David Cameron revealed something monumental this week. Ready for it? That’s right, David Cameron likes to play the game Angry Birds in his spare time. And, yes, this was reported on BBC News. It just makes this writer wonder exactly what the point of anything is anymore.

In most cases, it would be a case of me thinking that “Hey, it doesn’t matter to have a bit of light-hearted talk sometimes.” But what was particularly irritating was the fact that this was in the middle of a Government meeting. After a bit of digging, this was actually a part of some initiative where it gets children to report the news on the BBC website next week.

What a complete and utter waste of time and money. Why is this going to be of any use whatsoever? The children are going to be reporting on news that they really don’t know anything about. Do the BBC still think that people are attracted to the prospect of having some snotty-nosed bundle of irritation reporting on the news? The people I know who visit news websites are there for one reason: they are there to get the news quickly, simply, and easily. Not to have to wade through all the childish dribble which the BBC are going to be spreading all over their website.

News should be the news, children’s channels should be for children. It really is that simple.

The so Outrageous that it’s Borderline Hilarious

Vladimir Putin is Russia’s new president, for the third time. Whether you’re a fan of Putin or not, though, you have to admit that the results of the election were a tad dubious when looking at some of Putin’s tactics this time round.

The exit poll predicted that Putin would win the election with at least a 60% majority vote, which he did, but the fact that some of his supporters were caught ferrying his supporters to vote at multiple polling stations does make it seem like it was a little rigged. And the fact that international overseers even admitted that the election favoured Putin doesn’t seem to have bothered any world leaders at all.

To date, all world leaders have acknowledged Putin’s victory, and Obama even phoned him personally from Air Force One to congratulate him. It does make one wonder exactly why nobody seems to be up in arms about this. But there’s no denying that the only reason Putin was out of the presidential office to begin with was because of the Russian constitution stipulating that you can only have two consecutive terms in office.

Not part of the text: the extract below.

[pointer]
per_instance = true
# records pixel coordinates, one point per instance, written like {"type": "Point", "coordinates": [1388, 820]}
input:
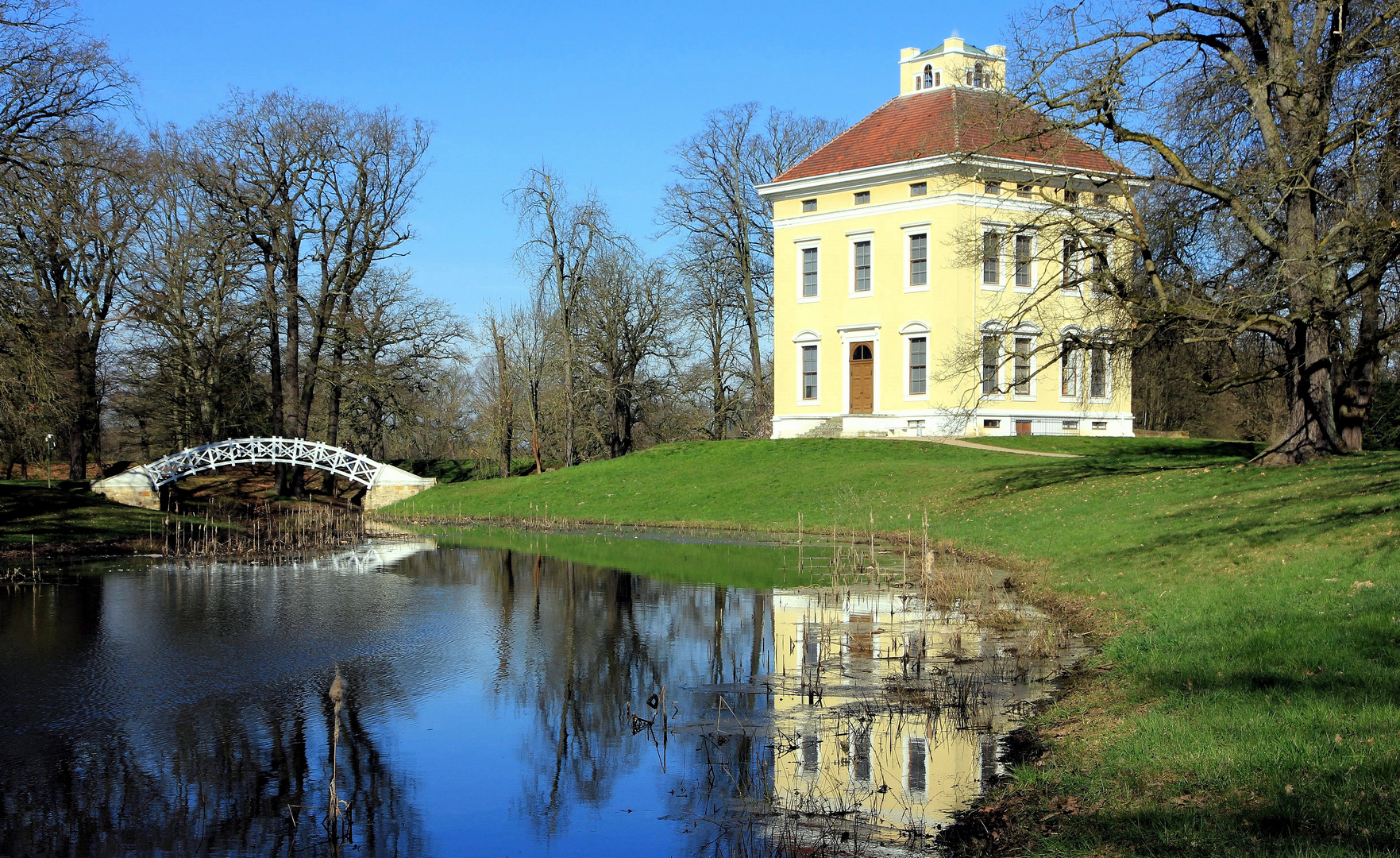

But, then again, when you look at the fact the Communist Party finished 2nd, you start to see exactly why a little bit of corruption has perhaps done at least some good on this occasion.

A Positive Outlook for the Week

One item on the agenda which does look like it’s coming to an end is the Rangers FC administration case. The administrator stipulated on Friday that there was a Friday deadline for all buyers to put forward their bid to buy the club. This means that it looks like we will be seeing an end to this sorry saga quite soon. What’s more, the fact that the senior players all decided to take massive pay cuts means that Ranger won’t be going anywhere, so now Scottish Football won’t be made completely meaningless and pointless next season. Although, this writer still won’t be paying any attention to it.